This week I attended the amazing FCCM 2022 conference at Cornell Tech, which was the first in-person/hybrid FPGA conference since the COVID pandemic! It is exciting that I met some friends that I have not seen since FPGA 2020, which was the last in-person FPGA conference before the pandemic (!), and made a lot of new friends! Here are some highlights in three dimensions.

HLS Tool Talks
The first session of the conference was Tools, which is my favorate session as an HLS-tool person. There were four in-person talks and they were all interesting.
Lana Josipovic from ETH presented her recent progress of her HLS tool Dynamatic: resource sharing of dynamically scheduled circuits. Her work solves a well-known problem of dynamic scheduling that the dynamically scheduled hardware cannot share resources, which leads to dramatically more area than static scheduling. Her work significantly reduces the area overhead and makes dynamic scheduling more feasible to realistic applications.
We also presented our work of bringing C-slow pipelining to HLS. This idea came up three years ago. One of my supervisors George Constantinides suggested that I read the book Reconfigure Computing when I started my PhD. Then I firstly read about C-slow pipelining and got interested. C-slow pipelining is one of the old optimisation techniques that can significantly improve the hardware performance but has since been forgotten in the textbook. We managed to revisit it and integrated it to the HLS flow. More details about our work can be found in George’s blog and our paper.
Ecenur Üstün from Cornell Univeristy presented her work on rewriting large-bitwidth multiplications for HLS. Her work significantly reduces the resource ovehead in these multiplications by using E-graphs, allowing the designs to fit into a FPGA device and get optimised. E-graphs have recently become popular and useful for expression rewrting.
My colleague Michalis Pardalos presented an on-going work on formally verified resource sharing in Vercert. Vericert is a formally-verified HLS tool that is bug free, developed by my colleague Yann Herklotz. This work potentially improves the hardware area for Vericert.
HLS-Related Talks
There are also other interesting HLS-related works in other sessions. The following are the highlights of the in-person talks:
Tiancheng Xu from Rice University presented his work on accelerating Genome variant calling. He uses HLS tools to implement efficient memory architecture and parallelise column-wise computation. They achieved 30x speedup compared to a 16-thread CPU.
Archit Gajjar from NC State University presented his XGBoost inference using HLS. His work achieves a speedup of up to 65.8x over CPU (Intel Xeon E5-2686 v4) and 4.1x over GPU (Nvidia Tensor Core T4).
Johannes de Fine Licht from ETH gave a fantastic talk about this work on fast arbitrary precision floating point for HPC. His work enables wide-mantissa floating point multiplication. This is related to his previous work of flexible communication avoiding matrix multiplication which was published in FPGA 2020.
Best Paper Award
Aman Arora from The University of Texas at Austin presented compute-in-memory blocks on FPGAs.
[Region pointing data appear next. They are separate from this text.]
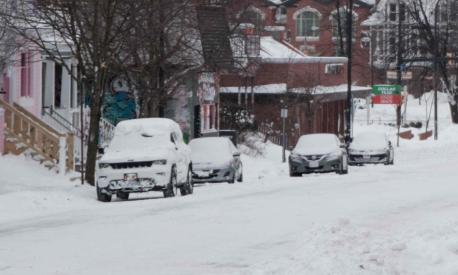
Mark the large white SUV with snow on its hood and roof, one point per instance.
(145, 155)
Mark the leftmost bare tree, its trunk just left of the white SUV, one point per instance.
(86, 30)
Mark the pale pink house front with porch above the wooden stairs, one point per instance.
(43, 87)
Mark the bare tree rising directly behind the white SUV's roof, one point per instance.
(161, 48)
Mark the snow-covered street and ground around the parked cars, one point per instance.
(399, 219)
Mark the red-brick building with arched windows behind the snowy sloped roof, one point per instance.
(312, 27)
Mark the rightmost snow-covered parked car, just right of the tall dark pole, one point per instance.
(370, 147)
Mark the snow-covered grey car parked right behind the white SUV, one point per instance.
(215, 159)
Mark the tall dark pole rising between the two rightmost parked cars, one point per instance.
(349, 74)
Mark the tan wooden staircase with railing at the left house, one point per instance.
(27, 134)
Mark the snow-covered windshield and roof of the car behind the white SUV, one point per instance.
(209, 149)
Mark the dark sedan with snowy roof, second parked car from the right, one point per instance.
(318, 153)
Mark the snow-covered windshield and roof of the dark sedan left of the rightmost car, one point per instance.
(316, 144)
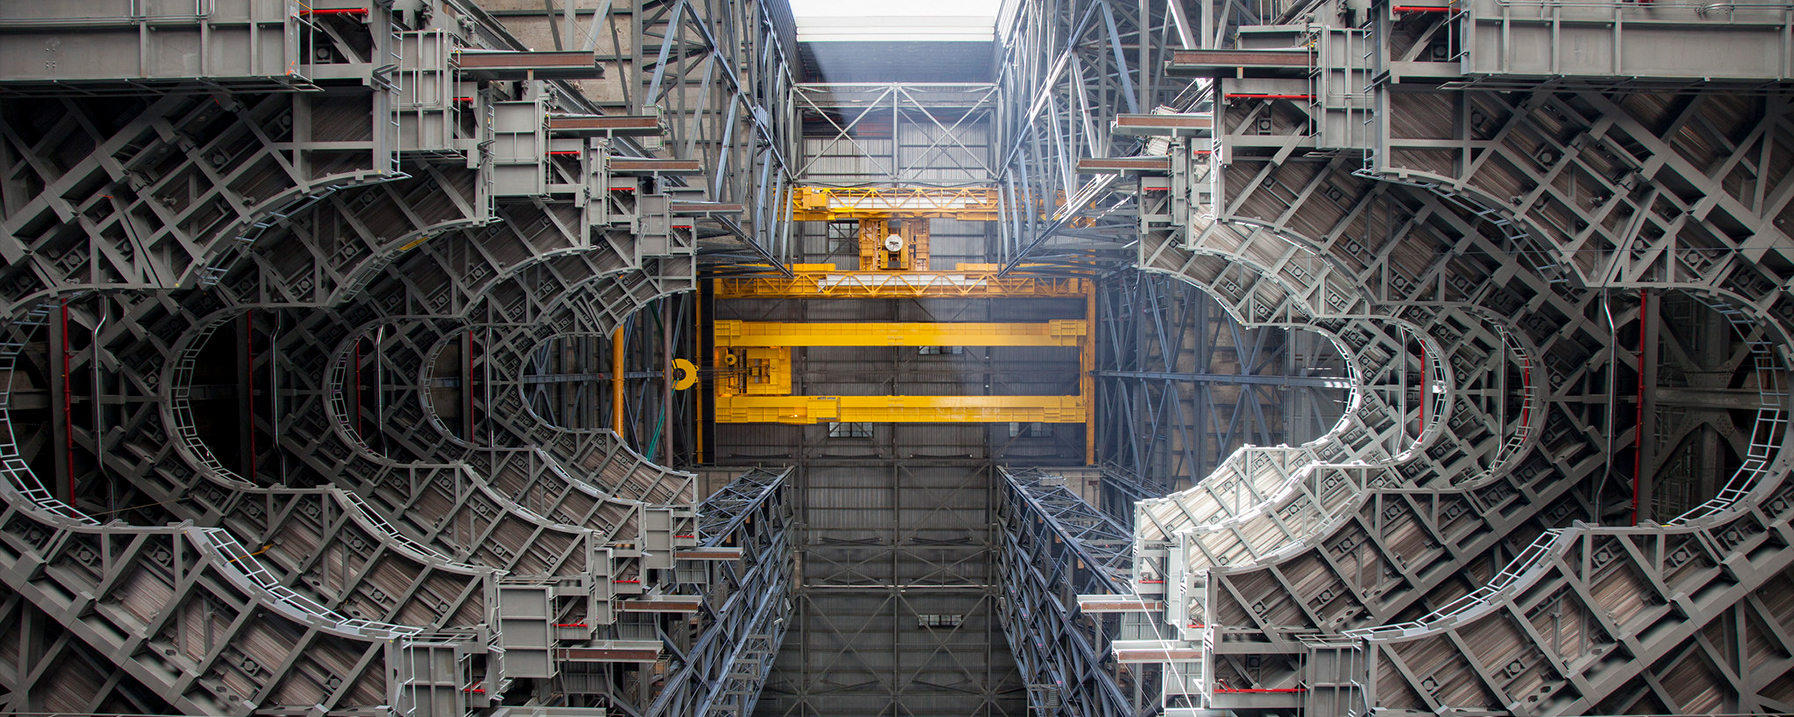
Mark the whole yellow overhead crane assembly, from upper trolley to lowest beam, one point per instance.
(754, 359)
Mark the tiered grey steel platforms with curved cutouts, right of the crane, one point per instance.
(1511, 230)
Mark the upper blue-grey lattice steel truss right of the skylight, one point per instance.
(1068, 69)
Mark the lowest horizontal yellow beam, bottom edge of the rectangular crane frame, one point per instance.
(901, 410)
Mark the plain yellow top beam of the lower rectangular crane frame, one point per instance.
(742, 334)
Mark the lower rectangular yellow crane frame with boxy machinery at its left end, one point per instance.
(758, 390)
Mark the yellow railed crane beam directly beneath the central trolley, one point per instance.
(968, 282)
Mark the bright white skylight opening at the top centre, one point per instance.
(896, 21)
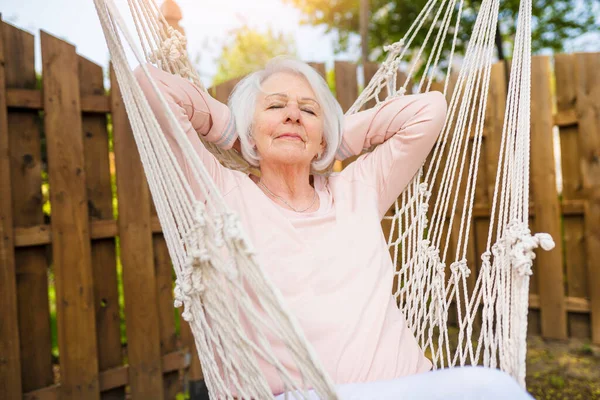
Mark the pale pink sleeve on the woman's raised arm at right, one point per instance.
(405, 130)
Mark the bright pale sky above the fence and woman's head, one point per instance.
(206, 23)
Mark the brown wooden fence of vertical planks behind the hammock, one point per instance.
(94, 255)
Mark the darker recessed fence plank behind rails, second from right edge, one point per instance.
(575, 257)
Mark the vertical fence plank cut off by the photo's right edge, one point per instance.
(588, 106)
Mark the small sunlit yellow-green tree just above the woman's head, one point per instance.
(248, 50)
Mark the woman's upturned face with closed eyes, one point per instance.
(288, 121)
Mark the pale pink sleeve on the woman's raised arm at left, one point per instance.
(197, 113)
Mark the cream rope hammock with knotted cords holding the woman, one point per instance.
(218, 277)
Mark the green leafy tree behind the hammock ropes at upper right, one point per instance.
(554, 21)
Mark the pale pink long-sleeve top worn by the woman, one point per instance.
(332, 266)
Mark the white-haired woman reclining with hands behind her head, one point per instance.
(319, 236)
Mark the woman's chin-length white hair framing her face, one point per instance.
(242, 103)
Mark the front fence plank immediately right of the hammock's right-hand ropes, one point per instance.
(547, 211)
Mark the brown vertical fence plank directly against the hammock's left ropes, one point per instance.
(139, 280)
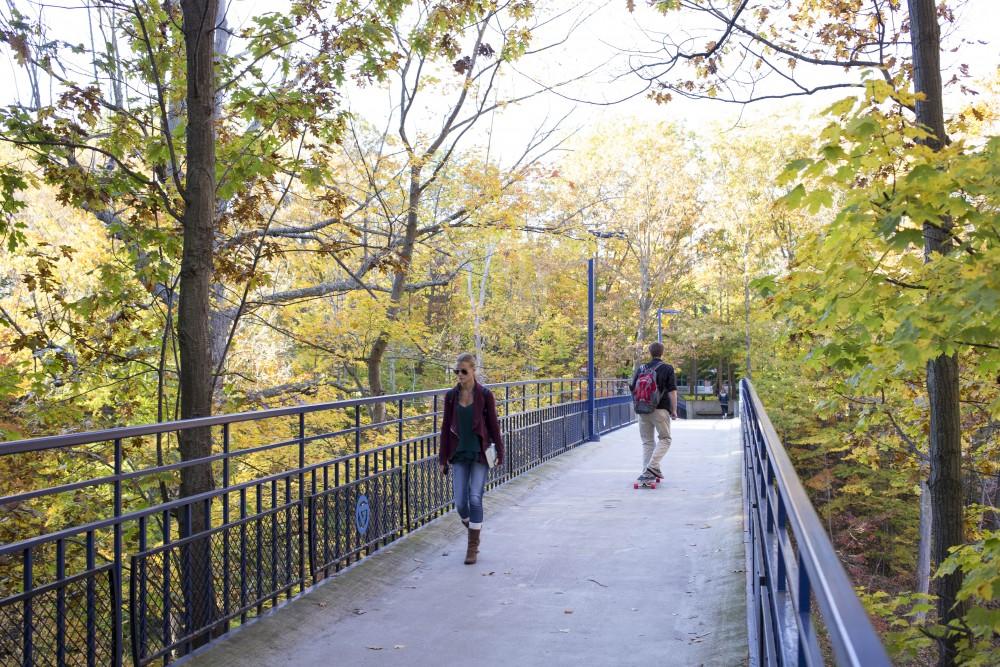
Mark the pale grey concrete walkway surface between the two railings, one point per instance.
(576, 568)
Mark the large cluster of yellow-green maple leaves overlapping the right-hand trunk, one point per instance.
(869, 258)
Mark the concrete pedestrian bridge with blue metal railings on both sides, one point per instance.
(356, 559)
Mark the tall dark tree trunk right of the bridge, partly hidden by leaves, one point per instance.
(942, 373)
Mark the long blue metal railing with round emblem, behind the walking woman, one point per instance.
(112, 576)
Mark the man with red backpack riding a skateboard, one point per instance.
(654, 393)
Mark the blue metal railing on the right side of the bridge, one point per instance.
(791, 562)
These blocks are quite flexible and can be reconfigured at runtime, which potentially achieves better performance than traditional FPGAs. His work has won the best paper award, and I look foward to it being integrated into the commercialised FPGA devices someday.
Workshops & Tutorials
This FCCM Yann Herklotz and I helped Lana Josipovic and John Wickerson organize the first flashlight workshop, First Workshop on Formal Methods in HLS. We invited Christian Pilato from Politecnico di Milano, Ecenur Üstün and Rachit Nigam from Cornell University to present their work. Yann and I also shared our recent progress of using formal methods to prove/improve the hardware.

(photo by John Wickerson).
The workshop went smoothly, and I also managed to meet Rajit Manohar from Yale University in person. I have been following his asynchronous HLS work, which is very related to Dynamatic and DASS. He showed me a brilliant demo of using his tool (I just randomly asked about it), which went from writing some user code to getting asynchronous Verilog designs in seconds!
Licheng Guo from UCLA gave a tutorial of their toolflow named TAPA. TAPA integrates AutoBridge and RapidStream (which have won FPGA 2021 & FPGA 2022 best papers) and enables efficient dataflow hardware implementation.
Tim Callahan from Google gave a tutorial of customising TinyML processors on an FPGA board. This brought me back to my undergraduate time of playing with embedded system using FPGAs. Tim showed us how to implement an efficient CPU-CFU system on small FPGAs. He also kindly offered each partipant a tiny FOMU FPGA board, which contains 5k LUTs and is as big as a USB connector.

Last but not least…
Many thanks to Zhiru Zhang and Eriko Nurvitadhi for making this possible. There are many volunteers in the conference who helped make everything went on smoothly. Thanks to them for bringing us such good experience. We all had a great time in New York!